Entre travail d’archive et photographie contemporaine, ce projet photographique prendra racine dans la figure caribéenne la plus francilienne que je connaisse aujourd’hui : mon père. Pas un recoin de l’Ile-de-France n’a échappé à la présence de son corps. De Sarcelles à Massy, en passant par Ivry, Montreuil, La Défense, Aulnay. Comme de nombreux caribéens, il a arpenté dès la fin des années 70 les nombreux recoins de cette troisième île, pour y trouver des présences familières. Si les corps aux travaille s’épuisent la journée, c’est la nuit qu’ils se rechargent et peuvent exister pleinement : les clubs antillais qui ne cessent d’éclorent jusqu’aux années 90 dans tout le grand Paris sont des lieux de liberté où se recréer l’espace d’un chez soi. Que ce soit à La Dérobade de Barbès, Aulnay et Massy, La Main bleue, de Montreuil le Diamant Noir d’Evry, le Cap Sud de Bondoufle ou encore le Cinquième Dimension de Bercy, La musique fait exister les corps et font de la nuit francilienne un espace singulièrement caribéens. Mais c’est également l’histoire de lieux où les corps se rencontrent et se mélangent. Aujourd’hui pourtant, ces espaces ont grandement disparus, ou ont quitté les centres pour des périphéries plus lointaines. Dans la ville gentrifiée, difficile de localiser la présence caribéenne tant les lieux occupés officiellement par cette communauté se font désormais rares, et ont laissé place à des espaces plus informels et aux initiatives personnelles, qui tentent de faire vivre une communauté qui peine à exister en tant que telle. Quels sont aujourd’hui les contours de cette troisième île, mais surtout les corps qui la font ?

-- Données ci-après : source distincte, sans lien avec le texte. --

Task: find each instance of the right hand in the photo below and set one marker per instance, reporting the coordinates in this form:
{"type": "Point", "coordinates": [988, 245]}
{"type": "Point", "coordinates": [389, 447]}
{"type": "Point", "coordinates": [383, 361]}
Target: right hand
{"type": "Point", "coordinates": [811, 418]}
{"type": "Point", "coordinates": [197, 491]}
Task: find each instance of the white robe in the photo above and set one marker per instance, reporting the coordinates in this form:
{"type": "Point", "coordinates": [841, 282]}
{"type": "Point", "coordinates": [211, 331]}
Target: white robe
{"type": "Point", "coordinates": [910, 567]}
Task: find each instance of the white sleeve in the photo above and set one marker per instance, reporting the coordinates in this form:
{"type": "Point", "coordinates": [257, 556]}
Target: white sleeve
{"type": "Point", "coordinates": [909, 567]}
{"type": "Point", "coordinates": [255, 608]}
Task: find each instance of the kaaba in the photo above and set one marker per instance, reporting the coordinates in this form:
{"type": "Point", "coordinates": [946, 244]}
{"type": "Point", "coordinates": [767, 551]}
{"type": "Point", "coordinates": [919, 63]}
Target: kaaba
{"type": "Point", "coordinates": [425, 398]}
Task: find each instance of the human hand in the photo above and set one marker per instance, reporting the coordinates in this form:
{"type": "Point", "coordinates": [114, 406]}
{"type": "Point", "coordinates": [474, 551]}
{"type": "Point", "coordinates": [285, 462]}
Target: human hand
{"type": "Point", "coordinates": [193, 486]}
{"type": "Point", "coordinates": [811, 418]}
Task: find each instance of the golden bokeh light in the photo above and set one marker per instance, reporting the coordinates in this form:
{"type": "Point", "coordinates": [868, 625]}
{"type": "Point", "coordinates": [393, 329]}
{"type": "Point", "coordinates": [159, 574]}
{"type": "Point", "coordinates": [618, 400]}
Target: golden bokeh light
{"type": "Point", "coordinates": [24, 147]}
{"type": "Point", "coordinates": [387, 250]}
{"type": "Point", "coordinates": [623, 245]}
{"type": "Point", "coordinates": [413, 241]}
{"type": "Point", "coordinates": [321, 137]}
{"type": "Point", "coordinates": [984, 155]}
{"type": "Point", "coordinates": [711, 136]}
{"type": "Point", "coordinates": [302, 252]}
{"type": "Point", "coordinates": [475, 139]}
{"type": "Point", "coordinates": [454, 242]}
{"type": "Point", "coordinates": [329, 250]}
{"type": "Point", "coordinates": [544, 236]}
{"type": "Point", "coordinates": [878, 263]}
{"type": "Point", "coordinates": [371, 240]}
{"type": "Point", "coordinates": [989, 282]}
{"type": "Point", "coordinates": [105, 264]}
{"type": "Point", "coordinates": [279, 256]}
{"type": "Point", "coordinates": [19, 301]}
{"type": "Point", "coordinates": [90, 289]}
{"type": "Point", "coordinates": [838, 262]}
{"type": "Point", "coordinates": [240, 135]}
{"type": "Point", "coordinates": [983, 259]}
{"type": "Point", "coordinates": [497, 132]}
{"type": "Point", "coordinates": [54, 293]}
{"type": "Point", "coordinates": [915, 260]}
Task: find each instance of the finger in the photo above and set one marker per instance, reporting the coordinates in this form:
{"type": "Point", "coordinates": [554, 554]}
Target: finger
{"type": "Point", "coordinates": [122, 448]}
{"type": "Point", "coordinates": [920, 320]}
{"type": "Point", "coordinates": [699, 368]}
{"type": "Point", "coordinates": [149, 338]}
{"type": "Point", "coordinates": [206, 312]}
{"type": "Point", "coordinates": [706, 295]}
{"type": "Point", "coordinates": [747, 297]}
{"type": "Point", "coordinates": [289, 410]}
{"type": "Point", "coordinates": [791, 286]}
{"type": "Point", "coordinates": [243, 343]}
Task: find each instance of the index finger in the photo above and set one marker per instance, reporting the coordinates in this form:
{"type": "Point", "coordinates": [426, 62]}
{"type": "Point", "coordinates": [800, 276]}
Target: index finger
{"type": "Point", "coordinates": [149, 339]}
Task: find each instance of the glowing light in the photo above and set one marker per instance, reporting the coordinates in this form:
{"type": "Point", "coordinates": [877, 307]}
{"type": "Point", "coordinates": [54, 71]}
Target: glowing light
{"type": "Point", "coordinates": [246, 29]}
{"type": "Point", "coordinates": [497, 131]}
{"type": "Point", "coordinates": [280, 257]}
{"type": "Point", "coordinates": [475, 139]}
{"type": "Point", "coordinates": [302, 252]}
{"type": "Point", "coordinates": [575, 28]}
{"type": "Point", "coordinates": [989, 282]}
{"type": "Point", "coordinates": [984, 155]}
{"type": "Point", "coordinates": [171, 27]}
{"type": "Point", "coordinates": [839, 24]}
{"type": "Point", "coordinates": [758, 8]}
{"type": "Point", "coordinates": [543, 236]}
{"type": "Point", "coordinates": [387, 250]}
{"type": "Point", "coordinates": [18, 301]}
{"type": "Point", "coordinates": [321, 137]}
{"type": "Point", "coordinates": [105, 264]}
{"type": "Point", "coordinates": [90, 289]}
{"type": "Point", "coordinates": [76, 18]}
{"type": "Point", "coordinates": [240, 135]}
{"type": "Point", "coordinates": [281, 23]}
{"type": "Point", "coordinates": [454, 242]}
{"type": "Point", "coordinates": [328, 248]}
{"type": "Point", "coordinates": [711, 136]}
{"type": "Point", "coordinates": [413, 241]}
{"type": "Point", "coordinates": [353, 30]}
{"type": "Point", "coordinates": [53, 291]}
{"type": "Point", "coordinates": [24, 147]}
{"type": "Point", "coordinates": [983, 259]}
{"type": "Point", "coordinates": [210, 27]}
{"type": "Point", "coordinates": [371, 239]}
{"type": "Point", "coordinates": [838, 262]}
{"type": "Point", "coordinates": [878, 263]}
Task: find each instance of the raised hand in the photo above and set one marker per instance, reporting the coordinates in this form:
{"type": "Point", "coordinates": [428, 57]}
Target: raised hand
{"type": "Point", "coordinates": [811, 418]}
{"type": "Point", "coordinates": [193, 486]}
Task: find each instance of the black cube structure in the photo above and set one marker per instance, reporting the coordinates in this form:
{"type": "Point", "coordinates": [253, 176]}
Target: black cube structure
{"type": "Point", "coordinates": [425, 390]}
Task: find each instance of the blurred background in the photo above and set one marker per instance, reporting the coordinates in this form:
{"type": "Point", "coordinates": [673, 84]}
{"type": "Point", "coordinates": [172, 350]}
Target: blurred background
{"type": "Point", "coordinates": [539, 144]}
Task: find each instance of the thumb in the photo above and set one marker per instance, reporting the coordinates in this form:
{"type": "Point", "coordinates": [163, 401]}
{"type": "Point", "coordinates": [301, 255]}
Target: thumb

Naviguant cette autre forme d’insularité – urbaine et bétonnée – et ses espaces d’échappée, j’explorerai les notions d’identité, d’histoire et de mémoire et les imaginaires émergeants du déracinement, entre urbanité et nature, entre ici et ailleurs. Le point de départ du projet sera l’archive personnelle de mon père, constituée de photographies d’identités collectées auprès de ses amis et amantes pendant près d’une décénie entre 1979 et 1990. Sur fonds bleu-blanc-rouge des photomatons français des années 80, ces images, sont un geste d’auto-représentation qui posent les jalons de l’écriture d’une histoire diasporique transaltantique beaucoup plus large. En essayant de retrouvé la trace des personnes apparaissant sur ces photographies, le projet prendra la forme d’une enquête libre et poétique explorant la présence des corps et des imaginaires caribéeens en Ile-de-France hier et aujourd’hui. L’exploration de la jeunesse caribéenne née en Ile-de-France, première génération ayant grandit au sein de cette Troisième Ile, et de ses imaginaires, tentera d’envisager ses potentiels futurs.